06. Analizzate dal punto di vista linguistico il brano, estratto dal Mastro-don Gesualdo:
"Era un correre a precipizio nel palazzo smantellato; donne che portavano acqua; ragazzi che si rincorrevano schiamazzando
in mezzo a quella confusione, come fosse una festa; curiosi che girandolavano a bocca aperta, strappando i brandelli di stoffa
che pendevano ancora dalle pareti, toccando gli intagli degli stipiti, vociando per udir l'eco degli stanzoni vuoti, levando il naso
in aria ad osservare le dorature degli stucchi, e i ritratti di famiglia: tutti quei Trao affumicati che sembravano sgranare gli
occhi al vedere tanta marmaglia in casa loro. Un va e vieni che faceva ballare il pavimento".

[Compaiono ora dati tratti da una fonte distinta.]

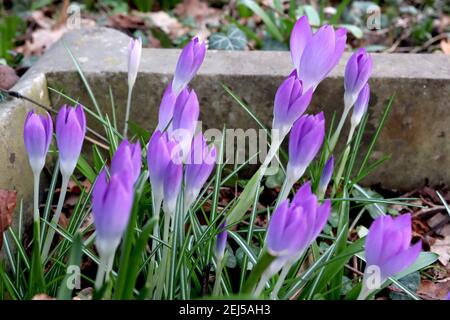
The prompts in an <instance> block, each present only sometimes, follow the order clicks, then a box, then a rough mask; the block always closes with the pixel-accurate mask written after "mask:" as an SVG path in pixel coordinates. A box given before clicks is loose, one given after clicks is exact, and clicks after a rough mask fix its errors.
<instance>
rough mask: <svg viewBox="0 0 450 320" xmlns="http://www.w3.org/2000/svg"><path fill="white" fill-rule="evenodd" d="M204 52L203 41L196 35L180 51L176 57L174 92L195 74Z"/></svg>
mask: <svg viewBox="0 0 450 320" xmlns="http://www.w3.org/2000/svg"><path fill="white" fill-rule="evenodd" d="M205 53H206V44H205V42H200V40H199V38H198V37H195V38H193V39H192V40H191V41H190V42H189V43H188V44H187V45H186V46H185V47H184V48H183V51H181V54H180V57H179V58H178V62H177V67H176V69H175V75H174V77H173V82H172V88H173V90H174V92H175V94H177V95H178V94H179V93H180V92H181V90H183V89H184V88H186V86H187V85H188V83H189V82H190V81H191V80H192V78H193V77H194V76H195V75H196V73H197V71H198V69H200V66H201V65H202V63H203V59H204V58H205Z"/></svg>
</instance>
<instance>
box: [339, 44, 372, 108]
mask: <svg viewBox="0 0 450 320" xmlns="http://www.w3.org/2000/svg"><path fill="white" fill-rule="evenodd" d="M371 73H372V57H371V56H370V55H369V54H368V53H367V52H366V50H365V49H364V48H361V49H359V50H358V51H356V52H355V53H353V54H352V56H351V57H350V59H349V60H348V62H347V65H346V67H345V76H344V87H345V96H344V100H345V106H346V107H347V108H350V107H351V106H353V104H354V103H355V101H356V99H357V98H358V96H359V94H360V92H361V90H362V89H363V87H364V86H365V85H366V83H367V81H368V80H369V77H370V74H371Z"/></svg>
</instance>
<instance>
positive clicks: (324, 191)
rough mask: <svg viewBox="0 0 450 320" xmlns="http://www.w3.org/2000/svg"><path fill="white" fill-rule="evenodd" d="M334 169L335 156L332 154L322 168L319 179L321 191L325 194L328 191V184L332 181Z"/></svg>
mask: <svg viewBox="0 0 450 320" xmlns="http://www.w3.org/2000/svg"><path fill="white" fill-rule="evenodd" d="M333 169H334V157H333V156H331V157H330V159H328V161H327V162H326V163H325V166H324V167H323V170H322V175H321V176H320V181H319V191H320V193H321V194H325V192H326V191H327V187H328V184H329V183H330V180H331V177H332V175H333Z"/></svg>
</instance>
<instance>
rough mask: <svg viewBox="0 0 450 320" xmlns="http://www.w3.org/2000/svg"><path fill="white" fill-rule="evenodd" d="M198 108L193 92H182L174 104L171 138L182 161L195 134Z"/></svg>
mask: <svg viewBox="0 0 450 320" xmlns="http://www.w3.org/2000/svg"><path fill="white" fill-rule="evenodd" d="M199 113H200V107H199V105H198V99H197V95H196V94H195V91H194V90H191V91H189V90H188V89H185V90H183V91H182V92H181V93H180V94H179V96H178V98H177V100H176V102H175V110H174V114H173V121H172V129H173V132H172V137H173V138H174V139H175V140H176V141H177V142H178V143H179V144H180V148H181V151H182V158H183V160H185V159H186V157H187V155H188V153H189V150H190V148H191V143H192V138H193V137H194V134H195V129H196V126H197V121H198V116H199Z"/></svg>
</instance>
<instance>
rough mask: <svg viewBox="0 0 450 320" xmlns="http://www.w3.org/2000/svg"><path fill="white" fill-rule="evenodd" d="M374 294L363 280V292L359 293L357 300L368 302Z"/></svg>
mask: <svg viewBox="0 0 450 320" xmlns="http://www.w3.org/2000/svg"><path fill="white" fill-rule="evenodd" d="M371 293H372V290H370V289H369V288H367V286H366V285H364V280H363V285H362V288H361V291H360V292H359V296H358V298H357V300H366V299H367V297H368V296H369V295H370V294H371Z"/></svg>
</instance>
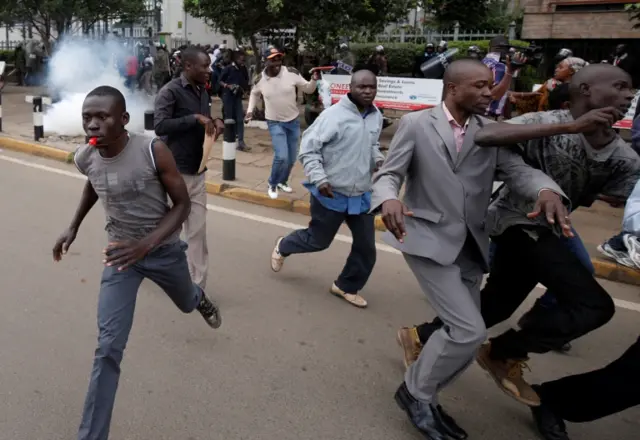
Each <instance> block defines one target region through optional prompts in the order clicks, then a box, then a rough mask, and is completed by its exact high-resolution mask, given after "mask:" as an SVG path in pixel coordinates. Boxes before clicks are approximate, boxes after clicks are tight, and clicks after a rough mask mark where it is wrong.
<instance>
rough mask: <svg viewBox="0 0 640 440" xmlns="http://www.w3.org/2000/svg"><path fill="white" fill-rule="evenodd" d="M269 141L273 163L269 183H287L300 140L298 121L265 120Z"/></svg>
mask: <svg viewBox="0 0 640 440" xmlns="http://www.w3.org/2000/svg"><path fill="white" fill-rule="evenodd" d="M267 126H268V127H269V134H270V135H271V143H272V144H273V165H272V166H271V175H270V176H269V185H271V186H276V185H278V184H279V183H287V181H288V180H289V176H290V175H291V170H292V169H293V166H294V165H295V163H296V159H297V158H298V141H299V140H300V121H298V119H297V118H296V119H294V120H293V121H289V122H279V121H267Z"/></svg>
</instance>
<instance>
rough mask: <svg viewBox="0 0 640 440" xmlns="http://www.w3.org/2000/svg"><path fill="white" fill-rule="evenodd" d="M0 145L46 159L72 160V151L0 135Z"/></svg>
mask: <svg viewBox="0 0 640 440" xmlns="http://www.w3.org/2000/svg"><path fill="white" fill-rule="evenodd" d="M0 147H1V148H6V149H7V150H12V151H19V152H21V153H26V154H31V155H32V156H39V157H46V158H47V159H54V160H57V161H60V162H70V161H72V160H73V153H72V152H69V151H65V150H61V149H60V148H53V147H47V146H46V145H40V144H36V143H33V142H26V141H23V140H20V139H14V138H10V137H5V136H0Z"/></svg>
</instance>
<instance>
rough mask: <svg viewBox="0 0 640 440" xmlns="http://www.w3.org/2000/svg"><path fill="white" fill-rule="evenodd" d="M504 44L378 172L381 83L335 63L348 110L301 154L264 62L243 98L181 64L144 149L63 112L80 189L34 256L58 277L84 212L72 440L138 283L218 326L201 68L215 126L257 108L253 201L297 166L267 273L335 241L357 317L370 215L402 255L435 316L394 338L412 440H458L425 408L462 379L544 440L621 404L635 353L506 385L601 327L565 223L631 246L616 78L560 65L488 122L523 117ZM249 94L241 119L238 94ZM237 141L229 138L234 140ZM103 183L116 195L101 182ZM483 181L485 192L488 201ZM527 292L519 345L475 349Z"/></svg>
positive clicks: (114, 89)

Nel romanzo L’impersonalità assume aspetti grammaticali, sparisce l’uso dell’indiretto libero che aveva contraddistinto i Malavoglia, il
discorso diretto è usato con parsimonia. L’impersonalità viene ottenuta attraverso il recupero della descrizione, che non viene solo
trasmessa attraverso l’uso dell’imperfetto(L’imperfetto è adibito a segnalare l’iteratività o la continuità, una situazione di stasi
immutabile.), ma anche attraverso una tecnica espressiva e grammaticale assolutamente nuova rispetto a I Malavoglia. si assiste a
periodi e frasi nominali nei quali la principale manca del verbo reggente (o perché non ripetuto o perché non esplicitato) sebbene le
subordinate relative o implicite attestino il verbo alla forma dell’imperfetto (“portavano” “si rincorrevano” “girandolavano”) o del
gerundio (“toccando””vociando””strappando”) ed in cui assumono un ruolo importante i verbi di percezione (“sembravano”) espressi
in modo impersonale (attraverso l’uso del si o del gerundio) o con soggetto inanimato (tutti quei Trao affumicati che sembravano
sgranare gli occhi al vedere tanta marmaglia in casa loro). L’impersonalità viene raggiunta tramite l’anonimato del narratore, tramite la
sua indistinzione, il suo trasformarsi in un ‘uomo qualsiasi’ che però guarda e sente da una certa distanza il mondo rappresentato.
Piuttosto che l’impersonalità dell’opera d’arte Verga riesce qui a raggiungere l’impersonalità del narratore, il quale, lungi dal
rappresentare una persona in carne ed ossa, riveste il ruolo di una persona grammaticale,un osservatore, rappresentato attraverso l’uso
ripetuto del si impersonale o del gerundio.